RIP, Dr. Wilson. –  DaniH Aug 25 '13 at 18:48

This is a great question. I won't claim to have the final answer, but I do think there is an important point to be made here.

Let's take the simple case of Rb87. There is a single electron in the valence shell, allowing the atomic structure to be described as "hydrogen-like." If you study the electronic structure, you find that the electron spin interacts with its own angular momentum about the nucleus. This gives rise to different possible orientations of angular momentum and spin with different energies. In other words, an energy splitting, known as fine structure. A further splitting of each of the fine structure lines results from the interaction of the electron's total angular momentum, and nuclear spin. This is called hyperfine structure and it's roughly 3 orders of magnitude weaker than FS (but still quite important). So in the end, the possible states an atom can occupy are given by it's hyperfine energy levels, which in Rb87 are usually separated on the order of 100 MHz. THE reference for line data can be found here.

The point is that the atomic state is all we have.
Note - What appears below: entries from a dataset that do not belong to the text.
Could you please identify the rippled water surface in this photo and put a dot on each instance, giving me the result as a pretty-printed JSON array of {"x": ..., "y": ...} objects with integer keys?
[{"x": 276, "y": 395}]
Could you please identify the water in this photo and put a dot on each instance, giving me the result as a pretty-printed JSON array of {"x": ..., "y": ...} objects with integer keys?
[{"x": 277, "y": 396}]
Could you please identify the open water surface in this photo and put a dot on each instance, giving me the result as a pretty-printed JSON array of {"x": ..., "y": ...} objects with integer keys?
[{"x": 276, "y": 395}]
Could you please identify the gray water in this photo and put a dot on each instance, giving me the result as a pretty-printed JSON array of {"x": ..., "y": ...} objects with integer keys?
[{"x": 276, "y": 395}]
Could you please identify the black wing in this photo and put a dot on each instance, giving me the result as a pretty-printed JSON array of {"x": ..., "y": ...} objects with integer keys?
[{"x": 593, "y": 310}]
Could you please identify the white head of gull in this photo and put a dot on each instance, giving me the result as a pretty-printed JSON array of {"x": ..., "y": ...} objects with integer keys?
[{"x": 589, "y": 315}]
The coupling of electronic and nuclear states means that expressing the bare electron wavefunction becomes fruitless, much in the same way that you would never expect to describe an entangled photon using a single particle wavefunction.

An illuminating example comes from Cooper pairing, which gives rise to superconductivity. Cooper pairs are bosons, and so they can Bose condense. But the wavefunctions of the constituent electrons are now tied to their partners, making it impossible to give the state of just one of these paired electrons.

Just a thought, I hope it helps.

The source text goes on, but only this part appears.